Atas fakta baru itu, para ilmuwan meyakini bahwa burung sudah mulai belajar beradaptasi dengan lingkungan sebelum menetas.
Secara khusus, tim peneliti mengamati telur burung camar berkaki kuning (Larus michahellis) yang belum menetas.
Hasil pengamatan menunjukkan, bayi-bayi burung camar yang belum menetas dapat memberi isyarat dan menunjukkan perilaku awas, meski masih ada di dalam cangkang.
"Ini menunjukkan, bayi-bayi burung camar dapat menangkap informasi lingkungan yang relevan dari saudara mereka," ungkap para ahli dalam makalah riset mereka seperti dilansir Science Alert, Senin (22/7/2019).
Menurut para ahli, memberikan informasi sosial sebelum menetas merupakan mekanisme non-genetik yang penting untuk kemampuan berkembang di dunia.

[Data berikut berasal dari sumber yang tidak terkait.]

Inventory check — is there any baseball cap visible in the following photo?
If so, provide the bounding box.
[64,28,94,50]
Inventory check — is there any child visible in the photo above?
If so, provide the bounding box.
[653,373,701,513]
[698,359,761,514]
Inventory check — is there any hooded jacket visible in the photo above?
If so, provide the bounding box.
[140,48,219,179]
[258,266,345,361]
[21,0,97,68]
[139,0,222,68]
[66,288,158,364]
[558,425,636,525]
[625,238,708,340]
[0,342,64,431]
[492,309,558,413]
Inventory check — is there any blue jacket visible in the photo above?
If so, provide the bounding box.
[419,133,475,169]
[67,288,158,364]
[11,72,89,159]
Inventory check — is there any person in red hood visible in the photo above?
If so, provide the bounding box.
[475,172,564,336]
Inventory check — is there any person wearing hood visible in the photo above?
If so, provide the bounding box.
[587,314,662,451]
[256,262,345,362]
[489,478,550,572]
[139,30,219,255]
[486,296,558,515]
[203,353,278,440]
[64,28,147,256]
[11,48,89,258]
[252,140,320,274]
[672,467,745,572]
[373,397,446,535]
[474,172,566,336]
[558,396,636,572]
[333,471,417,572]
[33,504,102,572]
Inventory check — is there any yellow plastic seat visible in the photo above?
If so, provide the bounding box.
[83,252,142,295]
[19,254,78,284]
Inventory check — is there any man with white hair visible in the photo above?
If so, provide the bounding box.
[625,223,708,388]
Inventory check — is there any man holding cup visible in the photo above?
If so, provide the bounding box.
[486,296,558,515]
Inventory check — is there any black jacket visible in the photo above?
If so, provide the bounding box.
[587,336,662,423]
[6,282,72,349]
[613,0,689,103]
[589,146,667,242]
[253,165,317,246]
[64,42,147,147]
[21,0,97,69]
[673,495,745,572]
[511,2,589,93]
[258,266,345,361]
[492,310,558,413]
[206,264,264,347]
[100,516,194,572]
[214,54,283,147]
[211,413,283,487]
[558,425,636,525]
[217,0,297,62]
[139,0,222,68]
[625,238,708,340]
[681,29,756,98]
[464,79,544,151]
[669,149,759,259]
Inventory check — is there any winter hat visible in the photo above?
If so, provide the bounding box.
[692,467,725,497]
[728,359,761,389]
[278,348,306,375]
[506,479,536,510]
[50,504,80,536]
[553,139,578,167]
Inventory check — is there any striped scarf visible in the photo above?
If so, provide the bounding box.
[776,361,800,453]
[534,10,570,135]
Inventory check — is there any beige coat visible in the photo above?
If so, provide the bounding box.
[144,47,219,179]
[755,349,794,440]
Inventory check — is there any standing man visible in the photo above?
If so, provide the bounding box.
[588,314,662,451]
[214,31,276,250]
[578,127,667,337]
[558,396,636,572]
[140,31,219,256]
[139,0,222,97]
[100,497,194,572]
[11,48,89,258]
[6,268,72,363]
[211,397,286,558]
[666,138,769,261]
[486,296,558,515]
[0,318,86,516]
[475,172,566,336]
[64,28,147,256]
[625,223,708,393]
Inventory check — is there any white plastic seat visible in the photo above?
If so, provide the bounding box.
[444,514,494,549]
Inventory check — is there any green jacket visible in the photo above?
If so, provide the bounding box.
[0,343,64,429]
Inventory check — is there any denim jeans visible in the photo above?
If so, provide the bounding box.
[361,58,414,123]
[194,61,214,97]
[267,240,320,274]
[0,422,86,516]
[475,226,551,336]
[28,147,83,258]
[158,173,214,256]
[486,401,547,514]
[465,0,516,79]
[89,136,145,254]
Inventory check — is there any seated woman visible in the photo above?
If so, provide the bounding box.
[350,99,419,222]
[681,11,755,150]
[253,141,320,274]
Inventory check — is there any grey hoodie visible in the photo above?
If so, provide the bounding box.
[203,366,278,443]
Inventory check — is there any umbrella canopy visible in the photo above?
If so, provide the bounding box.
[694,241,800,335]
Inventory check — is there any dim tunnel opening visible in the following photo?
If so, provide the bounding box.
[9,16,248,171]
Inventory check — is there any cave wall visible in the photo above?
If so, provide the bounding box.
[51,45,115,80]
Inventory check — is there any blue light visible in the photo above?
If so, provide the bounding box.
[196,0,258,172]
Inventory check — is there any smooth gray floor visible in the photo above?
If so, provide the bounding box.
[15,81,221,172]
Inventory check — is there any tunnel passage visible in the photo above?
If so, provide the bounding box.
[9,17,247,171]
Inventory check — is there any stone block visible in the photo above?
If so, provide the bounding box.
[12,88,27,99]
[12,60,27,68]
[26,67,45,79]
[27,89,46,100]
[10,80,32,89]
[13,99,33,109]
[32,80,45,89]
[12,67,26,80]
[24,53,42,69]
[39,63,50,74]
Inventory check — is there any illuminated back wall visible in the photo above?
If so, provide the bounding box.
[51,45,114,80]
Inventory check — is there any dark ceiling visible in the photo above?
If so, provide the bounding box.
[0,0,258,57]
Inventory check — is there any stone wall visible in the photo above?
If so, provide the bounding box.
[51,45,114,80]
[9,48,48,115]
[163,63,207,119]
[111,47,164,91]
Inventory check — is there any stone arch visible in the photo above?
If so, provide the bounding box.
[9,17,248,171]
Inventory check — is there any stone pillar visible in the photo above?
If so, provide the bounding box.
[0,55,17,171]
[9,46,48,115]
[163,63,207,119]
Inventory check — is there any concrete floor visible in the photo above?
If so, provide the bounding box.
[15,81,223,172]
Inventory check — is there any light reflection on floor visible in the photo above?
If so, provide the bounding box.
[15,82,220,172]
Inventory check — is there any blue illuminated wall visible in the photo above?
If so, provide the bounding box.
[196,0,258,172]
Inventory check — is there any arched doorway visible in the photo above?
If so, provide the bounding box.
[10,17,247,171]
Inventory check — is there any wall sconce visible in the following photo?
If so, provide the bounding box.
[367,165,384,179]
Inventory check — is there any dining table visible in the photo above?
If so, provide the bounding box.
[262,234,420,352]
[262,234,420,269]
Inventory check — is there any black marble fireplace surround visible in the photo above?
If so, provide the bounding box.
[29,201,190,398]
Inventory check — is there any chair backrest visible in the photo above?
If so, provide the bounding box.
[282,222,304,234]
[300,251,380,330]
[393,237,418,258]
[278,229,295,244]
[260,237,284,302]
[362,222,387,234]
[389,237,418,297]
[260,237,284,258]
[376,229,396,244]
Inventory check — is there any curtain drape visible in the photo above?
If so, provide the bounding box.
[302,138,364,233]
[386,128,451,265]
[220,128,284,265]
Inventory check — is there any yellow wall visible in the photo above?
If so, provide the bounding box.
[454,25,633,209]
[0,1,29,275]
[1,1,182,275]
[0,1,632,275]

Dalam riset ini, ahli mengumpulkan telur camar liar dari koloni pembiakan di Pulau Sálvora di Spanyol yang mengalami tingkat predasi tinggi, terutama dari hewan karnivora seperti musang.
Telur yang sudah dikumpulkan kemudian dibagi menjadi dua kelompok, kelompok eksperimen dan kelompok kontrol. Masing-masing kelompok terdiri dari tiga telur yang dimasukkan ke inkubator berbeda.
Empat kali sehari, para peneliti mengeluarkan dua dari tiga telur yang sama. Kemudian telur itu diletakkan di kotak kedap suara yang memutar rekaman suara predator dewasa.
Sementara untuk dua telur dari kelompok kontrol, tidak ada rekaman suara yang dimainkan di dalam kotak kedap suara.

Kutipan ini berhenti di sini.